Can marching ants, schooling fish, and herding wildebeests teach us something about the morning commute? Robert Krulwich guides this unique melding of mathematics, physics, and behavioral science as Mitchell Joachim, Anna Nagurney and Iain Couzin examine the creative and sometimes counterintuitive solutions to one of the modern world’s most annoying problems.
Robert Krulwich is co-host of Radiolab, WNYC Radio’s Peabody Award-winning program about ‘big ideas’, now one of public radio’s most popular shows. It is carried on more than 500 radio stations and its podcasts are downloaded over 5 million times each month. He is also the author of the “Curiously Krulwich” blog, featured on National Geographic, where he illustrates hard-to-fathom concepts in science using drawings, cartoons, videos, and more. For over two decades Krulwich reported for CBS and ABC News, explaining complex subjects in a clear, compelling and entertaining way. He also hosted a season of the PBS program NOVA ScienceNOW. Among his honors are two Emmy, two Peabody, and a George Polk AAAS Science Journalism Award for the PBS special, Cracking the Code of Life. Krulwich earned a BA in history from Oberlin College and a law degree from Columbia University.
Anna Nagurney is the John F. Smith Memorial Professor in the Department of Finance and Operations Management at the University of Massachusetts, Amherst. Her research focuses on congested transportation networks and their relationship within different systems ranging from the Internet to global supply chains to electric power generation and distribution networks.
She is the founding director of the Virtual Center for Supernetworks and the Supernetworks Laboratory for Computation and Visualization at UMass Amherst. Professor Nagurney is also an Affiliated Faculty Member in the Department of Civil and Environmental Engineering and the Department of Mechanical and Industrial Engineering at UMass Amherst. She received her AB, ScB, ScM, and PhD degrees (the latter three in Applied Mathematics) from Brown University in Providence, Rhode Island.
Professor Nagurney’s blog, RENeW (Research, Education, and Networks: A Female Professor Speaks) is at:annanagurney.blogspot.com
Mitchell Joachim is on the faculty at Columbia University and Parsons School of Design. He is a partner in Terrefuge, a New York-based organization for philanthropic architecture and ecological design. His design of a compact, stackable “city car,” developed with the MIT Smart Cities Group, won the 2007 Time Magazine “Best Invention of the Year.” He was formerly an architect at Gehry Partners, Michael Sorkin Studio, and Pei Cobb Freed & Partners.
Joachim’s awards include the Moshe Safdie and Associates Research Fellowship and the Martin Family Society Fellow for Sustainability at MIT. He won the History Channel and Infiniti Design Excellence Award for the City of the Future, New York and Time Magazine Best Invention of the Year 2007, Compacted Car with MIT Smart Cities Group. He was selected by Wired magazine for “The 2008 Smart List: 15 People the Next President Should Listen To”.

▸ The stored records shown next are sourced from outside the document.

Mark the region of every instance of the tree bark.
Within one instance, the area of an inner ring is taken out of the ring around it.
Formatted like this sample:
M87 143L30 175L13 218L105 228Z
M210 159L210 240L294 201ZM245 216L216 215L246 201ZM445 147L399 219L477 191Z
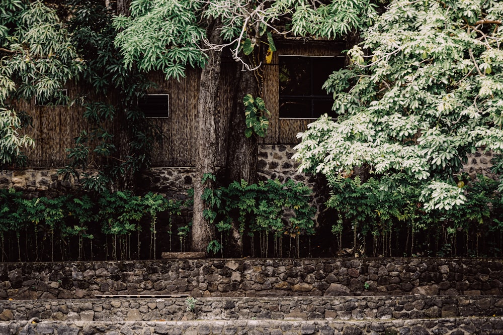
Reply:
M243 98L247 94L254 97L259 94L259 87L255 74L250 71L243 71L236 66L236 85L233 94L232 109L227 134L227 157L225 164L225 185L234 181L244 180L248 184L257 181L257 163L258 154L257 138L253 135L246 138L244 105ZM230 257L242 256L242 232L239 231L237 217L232 221L227 246Z
M247 94L256 97L259 94L255 74L250 71L243 71L237 67L237 85L234 92L232 110L229 125L227 139L225 181L244 179L248 183L257 182L258 142L255 135L246 138L244 105L243 98Z
M218 21L210 19L208 37L210 43L221 44ZM217 111L217 94L220 79L222 55L220 51L209 52L208 63L201 74L199 96L197 101L196 120L196 173L194 180L194 209L192 220L192 251L206 251L211 241L214 230L203 216L203 211L207 208L201 199L205 187L213 188L211 181L203 185L202 179L204 174L215 175L218 154L215 117Z

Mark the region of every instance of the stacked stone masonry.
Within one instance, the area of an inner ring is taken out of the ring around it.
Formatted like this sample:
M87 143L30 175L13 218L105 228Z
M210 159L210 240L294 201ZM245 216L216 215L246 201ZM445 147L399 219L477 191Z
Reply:
M322 258L0 263L0 298L500 295L499 259Z
M489 335L503 333L501 318L331 321L243 320L90 322L29 321L0 323L0 334L168 334L169 335Z
M307 183L311 182L309 174L299 173L299 163L292 159L295 153L293 145L262 145L259 146L258 171L262 179L287 178ZM468 155L463 171L473 179L478 174L493 177L490 172L493 154L478 151ZM78 185L75 179L63 180L57 169L18 169L0 171L0 188L14 188L35 195L55 196L74 191ZM192 187L194 176L193 167L156 167L145 171L141 184L146 190L155 190L176 196Z
M503 316L503 296L183 298L12 300L0 320L386 320Z

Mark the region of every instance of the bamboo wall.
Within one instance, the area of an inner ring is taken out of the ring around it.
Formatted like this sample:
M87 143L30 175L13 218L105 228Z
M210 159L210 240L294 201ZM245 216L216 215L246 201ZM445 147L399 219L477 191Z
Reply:
M278 54L305 56L338 56L345 47L344 43L330 42L284 42L278 43L270 64L265 65L263 94L266 106L271 112L270 128L266 137L261 140L265 144L297 143L296 135L304 132L312 120L280 119ZM232 90L235 83L233 64L224 62L219 96L219 117L217 127L220 133L225 133L229 127L229 116L232 108ZM194 165L196 148L196 114L197 92L200 70L190 69L185 78L166 81L162 73L153 73L150 79L157 83L151 93L170 95L170 116L167 118L150 119L159 127L165 135L163 143L157 145L153 153L154 167L191 166ZM74 98L82 94L74 86L68 87L68 95ZM32 116L32 128L26 133L35 141L34 149L27 154L30 167L60 167L66 163L65 149L73 147L73 139L80 131L88 128L82 115L83 108L78 103L72 105L38 106L32 102L22 107ZM224 157L226 144L218 148Z

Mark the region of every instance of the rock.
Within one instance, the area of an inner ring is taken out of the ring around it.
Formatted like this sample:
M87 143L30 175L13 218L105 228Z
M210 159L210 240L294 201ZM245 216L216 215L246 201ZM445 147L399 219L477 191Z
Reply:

Iain Couzin is Assistant Professor in the Department of Ecology and Evolutionary Biology at Princeton University. He studies the actions and interactions that give rise to collective behavior—from marching ants and swarming locusts to flocking birds and crowds of people—and what we might learn from successful swarming.
Dr. Iain Couzin is an assistant professor in the Department of Ecology and Evolutionary Biology and associated faculty in Applied and Computational Mathematics at Princeton University since 2007. Previously, he was a Royal Society University Research Fellow in the Department of Zoology, University of Oxford, and Junior Research Fellow in the Sciences at Balliol College. His research is widely published in leading international journals including Nature, Science, Proceedings of the National Academy of Sciences USA and Current Biology.
In recognition of his innovative research he was recipient of a Searle Scholar Award in 2008 and the Mohammed Dahleh Award and Distinguished Lectureship form the University of California Santa Barbara in 2009.